We should also return correct HTTP status codes, and yet not everybody does that.

I am disenchanted with current state of the Internet, or maybe it was always a little bit pile of various things/garbage.

0x445442 · 2024-05-28T12:22:14

+1 for shared sentiments. Do you have a blog post(s) that explains your setup with the processes you’ve described?

renegat0x0 · 2024-05-28T13:38:26

I do not have any blog entry worth sharing. I am running an "ethic web scraper". I think I cannot speak about processes. I just may be lacking knowledge. I think it is more about "experience" rather than process.

Web crawling core is in file: https://github.com/rumca-js/Django-link-archive/blob/main/rs...

Some things more project specific are in https://github.com/rumca-js/Django-link-archive/blob/main/rs...

I know that there already are spiders, metadata processing packages for python, but I like having control over the process.

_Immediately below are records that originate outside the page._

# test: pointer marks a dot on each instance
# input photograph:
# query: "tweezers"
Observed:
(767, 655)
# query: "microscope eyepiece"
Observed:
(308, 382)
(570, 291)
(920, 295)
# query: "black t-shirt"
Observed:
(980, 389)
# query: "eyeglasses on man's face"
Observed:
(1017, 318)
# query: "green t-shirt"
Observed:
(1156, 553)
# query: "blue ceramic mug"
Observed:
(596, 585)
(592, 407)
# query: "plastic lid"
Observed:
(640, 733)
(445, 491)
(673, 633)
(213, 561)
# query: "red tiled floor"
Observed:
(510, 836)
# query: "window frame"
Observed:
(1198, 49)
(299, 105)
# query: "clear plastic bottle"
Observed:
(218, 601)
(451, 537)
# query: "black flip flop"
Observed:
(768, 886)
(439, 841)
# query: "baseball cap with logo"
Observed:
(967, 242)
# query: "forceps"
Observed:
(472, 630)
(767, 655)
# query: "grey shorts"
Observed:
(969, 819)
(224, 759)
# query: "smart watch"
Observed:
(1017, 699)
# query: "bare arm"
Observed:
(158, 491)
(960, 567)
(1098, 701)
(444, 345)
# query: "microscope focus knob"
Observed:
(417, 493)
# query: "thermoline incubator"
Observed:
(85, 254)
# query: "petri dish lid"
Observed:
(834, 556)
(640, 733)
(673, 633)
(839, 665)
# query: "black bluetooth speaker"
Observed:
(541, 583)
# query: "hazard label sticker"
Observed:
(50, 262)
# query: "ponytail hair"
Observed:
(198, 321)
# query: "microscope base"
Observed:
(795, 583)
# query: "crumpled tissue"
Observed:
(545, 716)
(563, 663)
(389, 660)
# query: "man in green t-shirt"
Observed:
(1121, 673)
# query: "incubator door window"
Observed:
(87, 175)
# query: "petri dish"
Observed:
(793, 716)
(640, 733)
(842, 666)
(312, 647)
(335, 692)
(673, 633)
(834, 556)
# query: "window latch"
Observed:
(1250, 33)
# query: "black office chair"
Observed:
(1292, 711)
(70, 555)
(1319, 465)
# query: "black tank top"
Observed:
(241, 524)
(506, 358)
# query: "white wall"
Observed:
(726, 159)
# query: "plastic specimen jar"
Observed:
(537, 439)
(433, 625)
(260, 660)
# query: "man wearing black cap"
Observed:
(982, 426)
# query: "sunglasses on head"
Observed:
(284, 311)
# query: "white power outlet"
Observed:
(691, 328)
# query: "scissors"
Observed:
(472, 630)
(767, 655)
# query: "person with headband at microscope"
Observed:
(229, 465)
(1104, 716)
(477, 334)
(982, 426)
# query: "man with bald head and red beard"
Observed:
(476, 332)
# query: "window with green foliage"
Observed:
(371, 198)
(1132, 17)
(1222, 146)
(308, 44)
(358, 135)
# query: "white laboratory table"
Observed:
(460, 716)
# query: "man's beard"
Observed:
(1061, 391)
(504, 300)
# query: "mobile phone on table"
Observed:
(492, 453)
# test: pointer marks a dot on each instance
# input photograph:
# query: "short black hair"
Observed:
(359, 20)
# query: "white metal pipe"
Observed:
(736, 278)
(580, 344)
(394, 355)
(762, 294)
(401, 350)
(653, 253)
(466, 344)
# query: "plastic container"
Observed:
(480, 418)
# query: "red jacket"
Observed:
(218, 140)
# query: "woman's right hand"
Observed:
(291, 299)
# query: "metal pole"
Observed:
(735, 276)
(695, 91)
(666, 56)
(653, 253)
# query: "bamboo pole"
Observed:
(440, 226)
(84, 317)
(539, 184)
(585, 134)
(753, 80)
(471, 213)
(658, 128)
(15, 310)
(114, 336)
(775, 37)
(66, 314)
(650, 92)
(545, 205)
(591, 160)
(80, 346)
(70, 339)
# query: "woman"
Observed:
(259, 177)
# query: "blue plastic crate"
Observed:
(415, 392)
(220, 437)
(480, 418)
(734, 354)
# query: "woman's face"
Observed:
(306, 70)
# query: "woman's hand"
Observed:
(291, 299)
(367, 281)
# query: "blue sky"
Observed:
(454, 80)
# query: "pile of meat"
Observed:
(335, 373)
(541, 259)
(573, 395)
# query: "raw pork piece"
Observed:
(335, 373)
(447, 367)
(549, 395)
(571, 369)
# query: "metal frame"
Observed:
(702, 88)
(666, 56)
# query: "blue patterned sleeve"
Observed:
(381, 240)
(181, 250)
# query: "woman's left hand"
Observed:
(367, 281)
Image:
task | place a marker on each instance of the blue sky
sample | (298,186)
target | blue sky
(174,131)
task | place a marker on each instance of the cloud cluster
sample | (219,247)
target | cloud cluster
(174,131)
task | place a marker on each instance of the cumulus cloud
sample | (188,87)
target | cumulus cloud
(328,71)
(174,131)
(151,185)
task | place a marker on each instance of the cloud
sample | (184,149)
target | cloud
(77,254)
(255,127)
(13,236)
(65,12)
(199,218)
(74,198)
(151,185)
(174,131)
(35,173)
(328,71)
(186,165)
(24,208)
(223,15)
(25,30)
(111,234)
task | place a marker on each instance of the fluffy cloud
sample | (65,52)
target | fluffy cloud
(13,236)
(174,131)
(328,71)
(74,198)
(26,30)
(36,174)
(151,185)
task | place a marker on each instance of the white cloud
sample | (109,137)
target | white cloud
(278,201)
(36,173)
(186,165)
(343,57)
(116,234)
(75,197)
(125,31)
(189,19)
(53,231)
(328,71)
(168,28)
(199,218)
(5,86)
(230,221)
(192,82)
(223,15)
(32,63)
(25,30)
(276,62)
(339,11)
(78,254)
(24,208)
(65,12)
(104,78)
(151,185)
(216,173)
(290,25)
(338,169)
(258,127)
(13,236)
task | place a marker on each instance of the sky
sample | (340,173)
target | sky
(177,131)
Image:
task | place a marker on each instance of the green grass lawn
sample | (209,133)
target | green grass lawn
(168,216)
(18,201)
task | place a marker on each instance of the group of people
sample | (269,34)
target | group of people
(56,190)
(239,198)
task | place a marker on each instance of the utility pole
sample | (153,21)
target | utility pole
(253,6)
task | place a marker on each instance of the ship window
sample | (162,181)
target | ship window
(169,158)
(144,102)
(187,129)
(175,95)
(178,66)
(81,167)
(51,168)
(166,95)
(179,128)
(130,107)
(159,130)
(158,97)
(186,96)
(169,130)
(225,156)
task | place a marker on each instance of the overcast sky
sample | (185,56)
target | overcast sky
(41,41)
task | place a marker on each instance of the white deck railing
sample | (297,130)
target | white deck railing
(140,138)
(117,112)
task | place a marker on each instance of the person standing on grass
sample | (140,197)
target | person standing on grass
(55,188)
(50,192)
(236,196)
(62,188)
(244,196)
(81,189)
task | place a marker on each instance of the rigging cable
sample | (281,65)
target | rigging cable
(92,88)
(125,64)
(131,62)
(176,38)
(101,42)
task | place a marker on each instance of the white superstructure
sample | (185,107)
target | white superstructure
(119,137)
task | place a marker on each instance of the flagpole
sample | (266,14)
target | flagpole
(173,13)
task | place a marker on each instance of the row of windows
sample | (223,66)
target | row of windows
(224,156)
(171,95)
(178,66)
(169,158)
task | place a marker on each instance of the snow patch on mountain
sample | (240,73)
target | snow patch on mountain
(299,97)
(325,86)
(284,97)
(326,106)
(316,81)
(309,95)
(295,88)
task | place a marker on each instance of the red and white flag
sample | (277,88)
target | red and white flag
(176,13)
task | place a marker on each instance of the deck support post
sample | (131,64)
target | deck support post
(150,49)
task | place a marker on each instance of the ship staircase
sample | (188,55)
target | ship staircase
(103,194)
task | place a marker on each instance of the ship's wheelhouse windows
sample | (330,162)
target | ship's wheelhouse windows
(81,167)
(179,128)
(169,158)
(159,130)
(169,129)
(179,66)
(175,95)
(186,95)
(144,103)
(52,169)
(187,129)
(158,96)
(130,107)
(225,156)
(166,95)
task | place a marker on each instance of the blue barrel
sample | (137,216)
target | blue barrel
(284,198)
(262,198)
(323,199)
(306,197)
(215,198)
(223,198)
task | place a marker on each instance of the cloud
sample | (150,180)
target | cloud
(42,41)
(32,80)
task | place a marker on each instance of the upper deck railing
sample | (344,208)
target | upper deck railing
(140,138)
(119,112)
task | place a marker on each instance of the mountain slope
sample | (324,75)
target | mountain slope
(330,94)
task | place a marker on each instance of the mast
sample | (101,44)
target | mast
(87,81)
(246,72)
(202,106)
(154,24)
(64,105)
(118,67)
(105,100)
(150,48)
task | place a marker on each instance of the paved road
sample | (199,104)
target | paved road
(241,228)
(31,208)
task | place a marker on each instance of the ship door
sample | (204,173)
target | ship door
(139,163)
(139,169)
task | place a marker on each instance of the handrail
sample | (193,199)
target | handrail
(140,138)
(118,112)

Old man yelling at the cloud. I hate also:

- blocking me with 403 because my user agent is not "mainstream". Why do I have to use chrome undetected to read some RSS feeds? Why can't I use third party clients? Contents can have adverts. I just want my own layout, buttons

- RSS feeds protected with cloudflare, so tools cannot read feeds easily

- not using, or outright blocking RSS functionality in wordpress. Some sites could be more open that way, but no. RSS feeds are closed/removed

- some sites have "/blog" location, but the main domain is empty, or nearly empty, or returns 404. Can I trust such location?

- when HTML meta data are not available. I like YouTube. It allows me to scrape metadata, but it protects video contents, and that is good

- weird redirects. Domain does not have any contents. Does not describe what it is. It just have javascript redirects. From main domain to some weird locations within the domain

- url shorteners, vanity links. You do not know where you will be transported. I understand they are counting sheep, but they sacrifice my security

- google returning links with syntax "https://www.google.com/url", not directly. Youtube does the same with syntax "https://www.youtube.com/redirect". For me again this is vulnerability

My ethic web scraper results are placed in: https://github.com/rumca-js/Internet-Places-Database.

0x445442 · 2024-05-29T11:47:18

Thanks for the info.